How to Diagnose Microcytic Hypochromic Anemia with Blood Tests
Microcytic hypochromic anemia Etiology/Causes
“Understanding microcytic hypochromic anemia: Causes and tests”
1. Iron deficiency anemia
- Due to increased blood loss
- Uterine, For Example. Excessive menstruation in reproductive years, repeated miscarriages at the onset of menarche, postmenopausal uterine bleeding
- Gastrointestinal, For Example. peptic ulcer, hemorrhoids, hookworm infestation, cancer of the stomach and large bowel, esophageal varices, hiatus hernia, chronic aspirin ingestion, ulcerative colitis, diverticulosis
- Renal tract, For Example. hematuria, hemoglobinuria
- Nose, For Example. repeated epistaxis
- Lungs, For Example. hemoptysis
Microcytic hypochromic anemia
“Treatment options based on blood test findings in microcytic anemia”

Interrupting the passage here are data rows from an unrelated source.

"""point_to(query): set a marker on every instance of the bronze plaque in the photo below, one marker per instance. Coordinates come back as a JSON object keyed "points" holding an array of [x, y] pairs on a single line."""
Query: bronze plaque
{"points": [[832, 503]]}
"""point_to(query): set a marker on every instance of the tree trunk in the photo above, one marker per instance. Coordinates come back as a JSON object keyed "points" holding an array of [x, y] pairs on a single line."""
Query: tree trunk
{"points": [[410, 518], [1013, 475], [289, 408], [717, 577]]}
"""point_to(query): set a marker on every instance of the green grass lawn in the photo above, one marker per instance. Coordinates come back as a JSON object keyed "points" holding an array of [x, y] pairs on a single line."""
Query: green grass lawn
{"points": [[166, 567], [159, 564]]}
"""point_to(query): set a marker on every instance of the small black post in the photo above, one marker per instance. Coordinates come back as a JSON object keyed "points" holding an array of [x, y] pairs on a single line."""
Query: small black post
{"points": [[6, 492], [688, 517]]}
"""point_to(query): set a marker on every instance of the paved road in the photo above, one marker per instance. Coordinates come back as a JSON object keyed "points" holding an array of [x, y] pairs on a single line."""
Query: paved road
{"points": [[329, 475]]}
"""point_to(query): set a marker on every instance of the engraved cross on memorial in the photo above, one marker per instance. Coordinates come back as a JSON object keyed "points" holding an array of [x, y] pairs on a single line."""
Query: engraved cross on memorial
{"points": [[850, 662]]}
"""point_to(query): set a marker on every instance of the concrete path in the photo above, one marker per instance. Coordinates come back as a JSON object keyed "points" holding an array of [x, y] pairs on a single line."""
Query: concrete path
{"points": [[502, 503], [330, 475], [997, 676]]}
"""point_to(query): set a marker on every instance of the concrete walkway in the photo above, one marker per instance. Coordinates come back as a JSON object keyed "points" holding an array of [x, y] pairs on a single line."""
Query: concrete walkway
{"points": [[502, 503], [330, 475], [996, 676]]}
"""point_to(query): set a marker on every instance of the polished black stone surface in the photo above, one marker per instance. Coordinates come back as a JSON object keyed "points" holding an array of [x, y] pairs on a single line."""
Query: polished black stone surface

- Due to increased requirements
- Spurts of growth in infancy, childhood, and adolescence
- Prematurity
- Pregnancy and lactation
- Due to inadequate dietary intake
- Poor economic status
- Anorexia, For Example. in pregnancy
- Elderly individuals due to poor dentition, apathy, and financial constraints
- Due to decreased absorption
- Partial or total gastrectomy
- Achlorhydria
- Intestinal malabsorption, such as in coeliac disease
Diagnosis of microcytic hypochromic anemia
“Importance of blood tests in detecting microcytic hypochromic anemia”
2. Sideroblastic anemia
3. Thalassemia
4. Anemia of chronic disorders
- Defective red cell production
- Reduce red cell life span.
5. Isoniazide, pyrizinamide therapy.
Microcytic Hypochromic Anemia Lab Findings
1. General blood parameters
- Hemoglobin is decreased
- RBC count is decreased
- RBC indices, i.e., MCV, M, C, H and M, C HC are reduced or low
“Impact of low MCV and MCH levels in microcytic anemia”
2. Peripheral blood smear
It shows the following features, i.e.
- Microcytic hypochromic cells, i.e., red cells, are smaller than normal and have increased central pallor.
- Anisocytosis or variation in size of the cell. This is indicated by increased red cell distribution width and is more marked in iron deficiency anemia.
- Poikilocytosis or variation in the shape of the cell, i.e., the presence of a tailed variety of RBC, elliptical form, is common.
- In severe anemia, there is the presence of normoblasts, elliptocytes, pencil-shaped cells, and target cells.
- There is the presence of normal, increased, or decreased platelet count and unremarkable WBCs.
Microcytic anemia lab tests
“Role of mean corpuscular volume (MCV) in anemia diagnosis”
3. Reticulocyte count: It is normal or decreased.
4. Bone marrow
- There is the presence of erythroid hyperplasia, due to which marrow cellularity is increased.
- In the bone marrow, the prominent cell is polychromatic normoblasts, which is smaller than nor. Mall.
- Cytoplasm shows ragged borders.
- Cytoplasmic maturation lags behind that of the nucleus.
- Prussian blue stain shows a decrease in iron stores.
“Early warning signs of microcytic hypochromic anemia explained”
4. Iron studies
- There is a decrease in the serum iron.
- Total iron binding capacity is high and rises to give less than 10% saturation.
- Serum ferritin is very low,w which is indicative of poor tissue iron stores.
- Red cell protoporphyrin is very low.
- Serum transferrin receptor protein, which is normally present in developing erythroid cells and reflects total red cell mass, is raised in iron deficiency due to its release in circulation.